Am frühen Morgen des Tattages gegen 5.30 Uhr verließ das angetrunkene Trio eine Haldensleber Diskothek und schlenderte untergehakt zur Wohnung der Frau. Wie so oft zuvor sollte der Jugendfreund des Lebensgefährten aus dem Nachbarort auf dem Sofa übernachten. Während der Hausherr nach dem gemeinsamen "Absacker" im Ehebett schläft, unterhalten sich die beiden anderen nebenan im Wohnzimmer und sehen fern. Schnell schläft auch die junge Frau ein, schreckt gegen 8 Uhr vom Sofa hoch und weckt schreiend ihren Partner: "Er hat mich angefasst und war in mir drin!" Der inzwischen geflüchtete Freund ist kaum zu Hause, als das Paar mit einem Bekannten bei ihm auftaucht, auf ihn einprügelt und zur Rede stellt. "Ja, ich habe sie befummelt", stammelt der 31-Jährige.

Um die Mittagszeit erstattet das Paar mit einem Atemalkoholwert von noch ein Promille Anzeige bei der Polizei. Wie in den polizeilichen Vernehmungen legte der Angeklagte auch vor Gericht ein Teilgeständnis ab, schwieg, "eierte" herum und räumte ein: "Ich habe ihre Scheide berührt und mehr war da nicht."

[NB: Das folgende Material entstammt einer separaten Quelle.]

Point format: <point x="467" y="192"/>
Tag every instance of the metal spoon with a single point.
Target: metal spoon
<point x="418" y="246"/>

Nach dem Austausch von Zärtlichkeiten auf dem Heimweg und danach in der Wohnung habe er geglaubt, dass sie nicht abgeneigt sei und ihr das gefallen könnte. Und ob sie geschlafen habe, wisse er nicht. "Ich bereue, dass ich das wohl falsch verstanden habe", so der Angeklagte.

Den Vertraulichkeiten im Vorfeld widersprach die Geschädigte, die unter Ausschluss der Öffentlichkeit aussagte und sich als Nebenklägerin von ihrer Anwältin vertreten ließ. Nie habe sie Interesse an dem Mann gehabt und sei im vollen Vertrauen zu ihm eingeschlafen. Auch die vernehmenden Beamten sagten als Zeugen aus, dass sie der damals völlig aufgelösten Frau von Anfang an glaubten.

Das Schöffengericht verurteilte den nicht vorbestraften Arbeiter wegen sexuellen Missbrauchs widerstandsunfähiger Personen zu einer Freiheitsstrafe von zwei Jahren auf Bewährung. Der 31-Jährige muss 2 400 Euro als Vorschuss auf das zu erwartende Schmerzensgeld an die Geschädigte zahlen.

Die junge Frau habe die massive Einwirkung im Schlaf nicht abwehren können, hieß es in der Urteilsbegründung. Und leider sei der Angeklagte mit seinen lückenhaften Aussagen nicht Manns genug gewesen, alles zuzugeben.

Die Nebenklägerverteidigerin übrigens hatte ein Schmerzensgeld von mindestens 5 000 Euro beantragt, über das voraussichtlich nach Abschluss der ärztlichen Behandlungen zivilrechtlich entschieden wird.